Prossegue, asseverando que, em todo o caso, é manifesta a prevalência do interesse público, traduzido na dotação de um espaço desportivo para a população vianense, mais invocando que a refuncionalização do edifício em apreço está integrada na estratégia municipal de elevação do MUNICÍPIO (...) a Cidade Europeia do Desporto em 2023, que poderá gorar-se com a paralisação da empreitada.

Refere, ainda, que o decretamento das providências requeridas impediria o Município de dar cumprimento ao contrato de colaboração desportiva celebrado com a Escola Desportiva de (…), afetando centenas de alunos e atletas de diversas modalidades, que contavam com o referido equipamento para levar a efeito as suas atividades desportivas.

Mais aduz que a concessão das aventadas providências implicaria a paralisação da empreitada por tempo indeterminado e indefinido, agravando, naturalmente, os custos com a realização da obra, o que também feriria, do ponto de vista económico-financeiro, o interesse público, causando, assim, danos superiores aos que a Requerente invoca que podem vir a ser sofridos no caso de não serem decretadas as providências.

A final, pede que as exceções dilatórias invocadas sejam julgadas procedentes, com consequente absolvição da instância cautelar.

Na eventualidade de assim não ser entendido e determinado, pede que a presente ação cautelar seja julgada improcedente, por não provada, com a absolvição dos pedidos, e demais consequências legais.

Juntou o procedimento administrativo (“P.A.”).

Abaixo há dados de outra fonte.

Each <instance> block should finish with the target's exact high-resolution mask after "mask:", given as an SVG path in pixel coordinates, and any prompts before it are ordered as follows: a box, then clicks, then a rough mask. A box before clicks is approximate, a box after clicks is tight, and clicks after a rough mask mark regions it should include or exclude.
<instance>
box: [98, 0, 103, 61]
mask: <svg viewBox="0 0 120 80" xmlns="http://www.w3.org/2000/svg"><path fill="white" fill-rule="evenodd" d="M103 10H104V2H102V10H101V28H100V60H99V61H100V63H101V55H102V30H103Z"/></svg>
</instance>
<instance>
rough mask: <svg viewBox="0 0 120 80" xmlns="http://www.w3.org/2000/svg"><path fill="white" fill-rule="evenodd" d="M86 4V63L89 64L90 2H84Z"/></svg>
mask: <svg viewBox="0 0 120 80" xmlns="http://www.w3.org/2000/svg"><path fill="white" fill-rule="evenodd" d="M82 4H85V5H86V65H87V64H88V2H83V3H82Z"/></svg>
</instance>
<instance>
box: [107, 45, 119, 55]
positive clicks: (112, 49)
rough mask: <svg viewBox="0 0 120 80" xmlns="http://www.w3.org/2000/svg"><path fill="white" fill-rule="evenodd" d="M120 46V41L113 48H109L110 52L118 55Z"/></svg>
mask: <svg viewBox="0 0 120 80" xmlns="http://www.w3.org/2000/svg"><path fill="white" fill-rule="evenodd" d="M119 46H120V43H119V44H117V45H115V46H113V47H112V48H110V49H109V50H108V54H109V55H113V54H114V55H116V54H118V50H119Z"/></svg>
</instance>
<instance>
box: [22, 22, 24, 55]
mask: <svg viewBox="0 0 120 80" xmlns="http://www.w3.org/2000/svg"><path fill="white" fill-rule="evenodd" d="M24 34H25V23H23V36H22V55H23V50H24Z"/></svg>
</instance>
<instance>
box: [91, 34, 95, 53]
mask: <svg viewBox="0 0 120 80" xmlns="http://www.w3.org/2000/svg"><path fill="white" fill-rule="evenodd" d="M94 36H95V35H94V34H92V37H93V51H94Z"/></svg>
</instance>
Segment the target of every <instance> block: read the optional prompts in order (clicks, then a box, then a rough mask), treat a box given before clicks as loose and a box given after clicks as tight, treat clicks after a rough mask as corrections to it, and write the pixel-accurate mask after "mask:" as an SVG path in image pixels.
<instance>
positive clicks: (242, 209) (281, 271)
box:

1.3. Citada, a Contrainteressada não apresentou oposição.

1.4. A Requerente foi notificada da oposição e da junção do P.A.

1.5. Através do despacho de fls. 662 e 663 do SITAF, foi liminarmente admitido o requerimento cautelar.

1.6. A Entidade Requerida veio aos autos juntar resolução fundamentada (fls. 2186 a 2208 e 2214 a 2223 da paginação eletrónica).

1.7. Proferiu-se despacho a dispensar a produção de prova, por se considerar que os autos contêm elementos de prova bastantes para o apuramento, a título indiciário, dos factos com relevância para a decisão a tomar na ação cautelar, indeferindo-se os requerimentos probatórios apresentados pelas partes, sendo esse despacho do seguinte teor: « Requerimentos probatórios das partes Nos seus articulados, e para prova do alegado, a Requerente e a Entidade Requerida arrolaram, respetivamente, 5 e 7 testemunhas.

Vejamos.

Nos termos do disposto no artigo 118.º, n.º 4 do CPTA, não podem as partes, no âmbito dos processos cautelares, arrolar um número de testemunhas superior a cinco, razão por que, desde logo, se constata que a Requerida não se conteve nos limites plasmados em lei.

Em todo o caso, dimana do n.º 3 do artigo 118.º do CPTA que “[o] juiz pode ordenar as diligências de prova que considere necessárias, não sendo admissível a prova pericial”.

Do normativo transato, extrai-se que o juiz tem o poder de ordenar a realização de diligências de prova apenas quando estas se revelem necessárias para o esclarecimento das questões a decidir, sempre atendendo ao caráter iminentemente sumário que, em sede cautelar, carateriza a apreciação dos factos em litígio, e das exigências de celeridade que se impõem e sobrelevam neste tipo de processo (neste sentido, cf.

MÁRIO AROSO DE ALMEIDA e CARLOS ALBERTO CADILHA, Comentário ao Código de Processo nos Tribunais Administrativos, 4.ª edição, Almedina, 2017, pp. 961 e 962).

A acrescer a tudo isto, a Requerente vem, ainda, no requerimento de fls. 2670 a 2672 do SITAF, sustentar que o procedimento administrativo junto aos autos pela Entidade Requerida não se encontra completo, solicitando a este Tribunal que ordene a junção de elementos documentais adicionais.